3. Change the minor version of turbomoleio for the new Turbomole version as described in Versioning.

Integration tests

For the integration tests, the check and generation is performed using the pytest infrastructure. The integration tests are run using:

pytest -m “integration”

This will run the integration tests with the version of Turbomole found in the system. Most likely, a series of errors will occur. A “dryrun” execution of the integration tests can then be performed to analyze the differences with respect to the previous Turbomole version using:

pytest -m “integration” –dryrun-itest

In that case, a json file containing the differences with respect to the previous Turbomole version will be generated. This json file (by default “dryrun_itest.json”) contains the differences found in the control file as well as in the output files for each integration test. You can change the path and name of this json file with the –dryrun-fpath option of pytest.

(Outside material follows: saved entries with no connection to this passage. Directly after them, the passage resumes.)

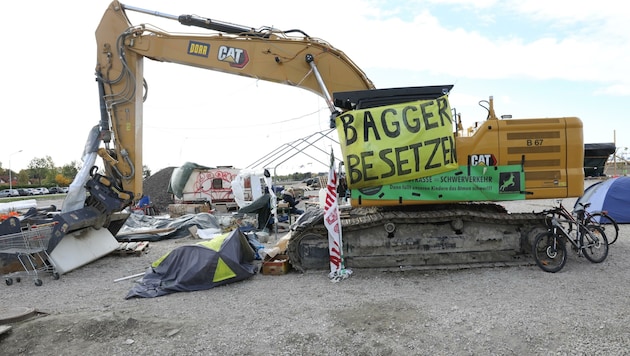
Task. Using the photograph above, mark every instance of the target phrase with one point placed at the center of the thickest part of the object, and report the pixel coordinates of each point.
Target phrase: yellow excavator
(421, 190)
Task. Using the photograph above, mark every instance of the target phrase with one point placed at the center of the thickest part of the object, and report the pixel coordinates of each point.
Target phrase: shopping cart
(29, 246)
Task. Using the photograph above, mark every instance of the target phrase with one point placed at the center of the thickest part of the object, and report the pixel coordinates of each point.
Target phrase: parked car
(42, 190)
(25, 191)
(9, 193)
(55, 190)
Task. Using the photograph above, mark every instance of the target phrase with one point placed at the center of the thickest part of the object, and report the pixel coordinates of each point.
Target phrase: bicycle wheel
(594, 244)
(607, 223)
(550, 252)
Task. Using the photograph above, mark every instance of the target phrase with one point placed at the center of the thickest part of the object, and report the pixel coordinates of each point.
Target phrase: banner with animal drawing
(468, 183)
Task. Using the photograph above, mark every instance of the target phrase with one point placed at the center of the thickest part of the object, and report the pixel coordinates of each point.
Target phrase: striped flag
(332, 222)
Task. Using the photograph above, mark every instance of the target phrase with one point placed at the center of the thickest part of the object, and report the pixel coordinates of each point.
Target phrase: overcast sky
(537, 58)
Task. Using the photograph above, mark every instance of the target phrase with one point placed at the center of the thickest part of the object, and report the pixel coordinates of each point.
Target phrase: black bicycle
(550, 247)
(599, 218)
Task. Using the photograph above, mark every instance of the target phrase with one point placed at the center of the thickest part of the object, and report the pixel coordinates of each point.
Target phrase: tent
(612, 195)
(224, 259)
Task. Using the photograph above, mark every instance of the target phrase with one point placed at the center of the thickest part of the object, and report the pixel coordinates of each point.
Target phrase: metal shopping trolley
(29, 246)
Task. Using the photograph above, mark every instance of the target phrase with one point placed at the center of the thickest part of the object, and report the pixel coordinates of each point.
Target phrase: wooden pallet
(132, 248)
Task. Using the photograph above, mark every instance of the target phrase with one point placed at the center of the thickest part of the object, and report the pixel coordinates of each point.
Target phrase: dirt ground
(582, 310)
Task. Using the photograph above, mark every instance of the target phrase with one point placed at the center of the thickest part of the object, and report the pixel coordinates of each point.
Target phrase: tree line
(42, 172)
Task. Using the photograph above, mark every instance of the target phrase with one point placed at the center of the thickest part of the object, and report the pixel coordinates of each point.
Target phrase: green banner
(468, 183)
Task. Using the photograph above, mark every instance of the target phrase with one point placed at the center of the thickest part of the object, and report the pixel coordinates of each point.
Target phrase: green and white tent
(227, 258)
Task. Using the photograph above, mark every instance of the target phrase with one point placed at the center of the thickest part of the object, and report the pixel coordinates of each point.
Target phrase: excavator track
(418, 237)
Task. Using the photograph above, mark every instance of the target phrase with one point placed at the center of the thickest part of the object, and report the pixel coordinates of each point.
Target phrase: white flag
(332, 222)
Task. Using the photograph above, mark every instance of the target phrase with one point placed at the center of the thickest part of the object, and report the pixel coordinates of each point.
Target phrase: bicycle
(550, 250)
(599, 218)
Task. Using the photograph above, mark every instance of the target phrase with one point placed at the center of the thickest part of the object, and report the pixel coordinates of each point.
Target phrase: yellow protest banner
(397, 143)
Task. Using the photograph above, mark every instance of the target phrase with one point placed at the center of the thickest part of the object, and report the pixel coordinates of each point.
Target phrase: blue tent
(612, 195)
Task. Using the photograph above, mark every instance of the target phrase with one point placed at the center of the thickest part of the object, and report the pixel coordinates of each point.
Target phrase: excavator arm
(286, 57)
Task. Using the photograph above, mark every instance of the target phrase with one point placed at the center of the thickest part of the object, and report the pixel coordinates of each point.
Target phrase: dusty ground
(486, 311)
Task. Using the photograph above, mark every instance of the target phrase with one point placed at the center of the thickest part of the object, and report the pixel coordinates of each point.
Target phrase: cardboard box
(276, 266)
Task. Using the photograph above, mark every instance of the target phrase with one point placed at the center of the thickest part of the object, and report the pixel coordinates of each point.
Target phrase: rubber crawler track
(311, 223)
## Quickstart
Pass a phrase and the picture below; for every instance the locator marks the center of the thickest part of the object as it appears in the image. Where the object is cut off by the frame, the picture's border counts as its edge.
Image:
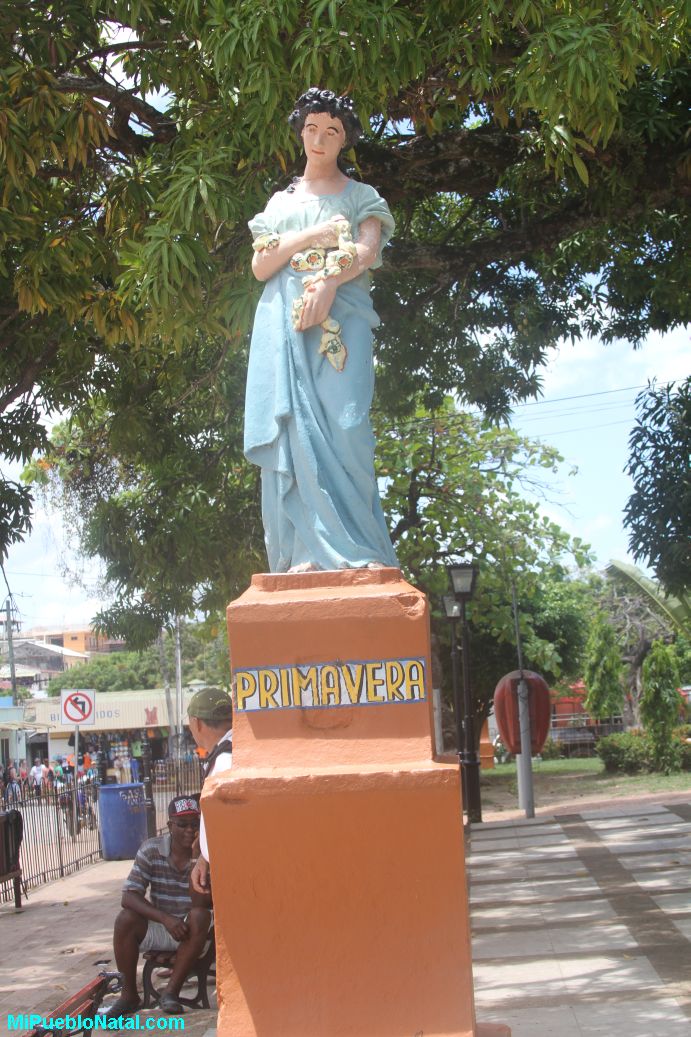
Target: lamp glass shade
(451, 607)
(463, 579)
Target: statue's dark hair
(315, 101)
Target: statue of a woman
(310, 377)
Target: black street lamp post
(463, 581)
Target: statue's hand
(318, 300)
(326, 234)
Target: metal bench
(202, 972)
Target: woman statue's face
(323, 137)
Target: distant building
(36, 662)
(82, 640)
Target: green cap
(212, 705)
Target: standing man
(170, 919)
(36, 777)
(210, 720)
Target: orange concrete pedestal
(336, 840)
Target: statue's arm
(269, 260)
(320, 295)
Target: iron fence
(60, 831)
(60, 822)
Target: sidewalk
(581, 926)
(582, 922)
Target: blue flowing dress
(306, 424)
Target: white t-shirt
(222, 762)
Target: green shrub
(685, 754)
(628, 752)
(551, 750)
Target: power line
(586, 395)
(583, 428)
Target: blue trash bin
(121, 820)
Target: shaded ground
(560, 784)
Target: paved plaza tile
(582, 926)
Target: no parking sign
(78, 706)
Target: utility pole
(10, 648)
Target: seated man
(173, 918)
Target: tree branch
(121, 101)
(28, 375)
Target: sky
(586, 412)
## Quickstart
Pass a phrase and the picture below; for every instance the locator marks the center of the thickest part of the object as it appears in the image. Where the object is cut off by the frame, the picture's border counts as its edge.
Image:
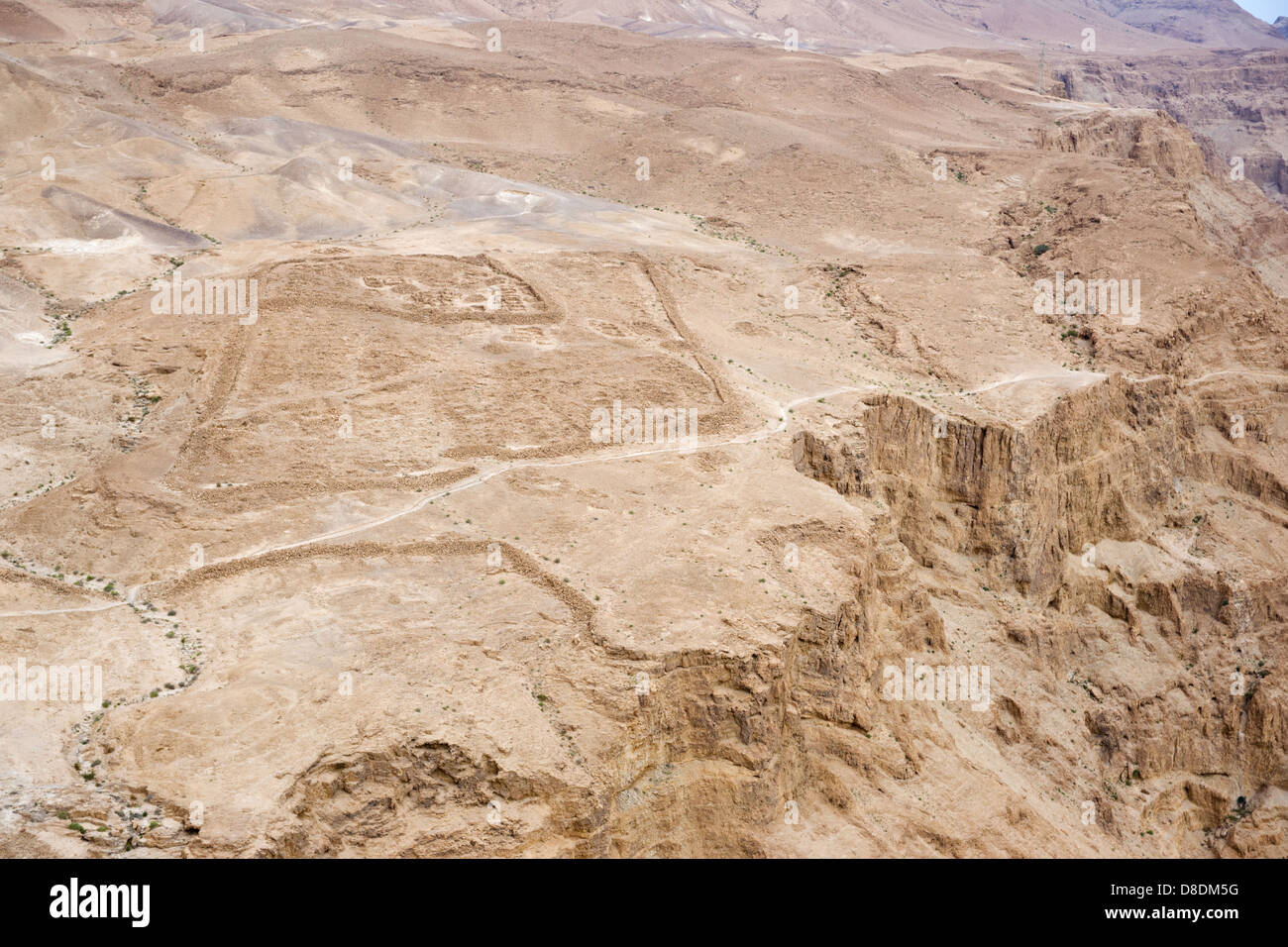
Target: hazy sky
(1266, 9)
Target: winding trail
(478, 479)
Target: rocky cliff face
(1100, 514)
(1233, 102)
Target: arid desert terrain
(643, 428)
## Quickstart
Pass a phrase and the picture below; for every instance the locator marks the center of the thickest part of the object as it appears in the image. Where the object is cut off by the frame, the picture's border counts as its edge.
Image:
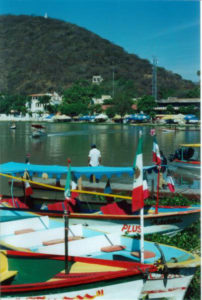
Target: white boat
(38, 130)
(13, 126)
(86, 278)
(187, 156)
(176, 266)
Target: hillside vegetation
(41, 55)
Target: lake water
(117, 143)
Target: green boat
(26, 274)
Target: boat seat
(147, 254)
(59, 241)
(116, 208)
(22, 231)
(5, 274)
(112, 248)
(53, 242)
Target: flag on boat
(156, 152)
(67, 192)
(137, 194)
(28, 189)
(152, 132)
(108, 189)
(145, 190)
(170, 184)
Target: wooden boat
(178, 266)
(169, 219)
(177, 217)
(187, 156)
(41, 275)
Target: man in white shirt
(94, 157)
(94, 160)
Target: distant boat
(13, 126)
(38, 130)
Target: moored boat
(38, 130)
(187, 156)
(169, 219)
(46, 276)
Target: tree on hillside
(80, 92)
(170, 110)
(45, 100)
(122, 104)
(146, 104)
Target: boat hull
(173, 286)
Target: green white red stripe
(137, 194)
(67, 192)
(155, 152)
(170, 184)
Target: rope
(62, 189)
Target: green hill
(40, 55)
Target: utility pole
(154, 78)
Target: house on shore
(36, 107)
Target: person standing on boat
(94, 159)
(162, 182)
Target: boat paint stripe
(164, 291)
(188, 162)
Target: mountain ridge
(43, 54)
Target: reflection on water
(117, 144)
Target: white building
(35, 107)
(102, 99)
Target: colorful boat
(187, 156)
(169, 219)
(42, 276)
(177, 266)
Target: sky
(168, 30)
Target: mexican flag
(170, 184)
(156, 153)
(28, 189)
(145, 190)
(137, 194)
(67, 192)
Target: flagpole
(66, 221)
(142, 217)
(157, 191)
(142, 234)
(66, 216)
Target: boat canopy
(38, 126)
(190, 145)
(15, 168)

Most of the time, the main difference arises from different default values generated by define in the control file. It can be useful to compare the newest Turbomole version with the older one using the previous reference control file using:

pytest -m “integration” –dryrun-itest –dryrun-use-reference-control

If the differences found using this setup are small, one should in principle safely assume that transition can be performed. The reference files for the integration tests are then regenerated using:

pytest -m “integration” –generate-itest-ref

Note that this will override all the previous reference files and should be performed with care (first checking the differences as described above) !

Unit-tests for output parsing

In order to keep backward compatibility of the parsing of the outputs of previous Turbomole versions, output files and reference serialized objects for the new Turbomole version have to be checked and generated. Note that the old output files and reference serialized file objects are kept and still tested. A development script has been implemented to facilitate the generation of the new output files and reference serialized file objects. This script is located in:

~turbomoleio/dev_scripts/generate_output_files.py

Run the script using “–help” to get a list of the options available for this script.

It is important to know that the script can be run either in dry mode or in generation mode. In dry mode, a parsing_update_differences.json file is generated with all the differences found in the tests between the current Turbomole version and the control and output files of the previous Turbomole version.